Dr Amy Wilcockson

Daiches-Manning Memorial Fellow

Dr Amy Wilcockson

Daiches-Manning Memorial Fellow, January - March, 2026

Home Institution: Queen Mary University of London

Dr Amy Wilcockson is a Research Fellow at Queen Mary University of London, assisting with the new edition of the letters of Percy Bysshe Shelley (contracted with Oxford University Press). Prior to this role, she was a Research Assistant at the University of Glasgow, on ‘The Works of Robert Fergusson: Reconstructing Textual and Cultural Legacies’ project. Her edition of the selected letters of the neglected Scottish Romantic poet, Thomas Campbell (1777-1844) is forthcoming with Liverpool University Press. She is also the Communications Officer for the British Association for Romantic Studies (BARS).
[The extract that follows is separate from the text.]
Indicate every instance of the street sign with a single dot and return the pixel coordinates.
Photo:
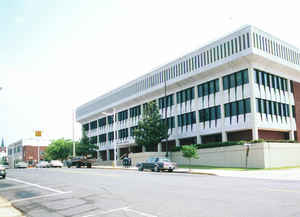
(38, 133)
Project title: The ‘Edinburgh University Coterie’: Networks of Cultural Influence in the 1790s and 1800s

Through analysing unique material in Edinburgh collections, Amy’s project examines a remarkable circle of University of Edinburgh classmates who achieved precocious cultural influence in the 1790s and 1800s and became leading figures in politics, law and literature. Often working collaboratively in a homosocial environment, these men reconfigured eighteenth-century thought and society, bringing Scottish ideas, ideals and stories to the heart of British culture. The group includes The Edinburgh Review founders Sydney Smith (1771-1845), Francis Horner (1778-1817), Francis Jeffrey (1773-1850), and Henry Brougham (1778-1868), author and judge Henry Cockburn (1779-1854), and the poets Walter Scott (1771-1832) and Thomas Campbell (1777-1844). The group went on to share professional and personal highs and lows together, including the commencement and continued success of the Edinburgh Review, the foundation of the London University, Royal divorce trials, and numerous literary endeavours that established Edinburgh as a cultural centre that could contend with London. While some coterie members are recognised for individual achievements, the collaborative underpinnings of their successes have not been properly examined. This project will analyse their writings, periodicals, and little-studied correspondence to reveal the extent to which the group relied on each other for creative and critical support and explore how these relationships informed the members’ later successes.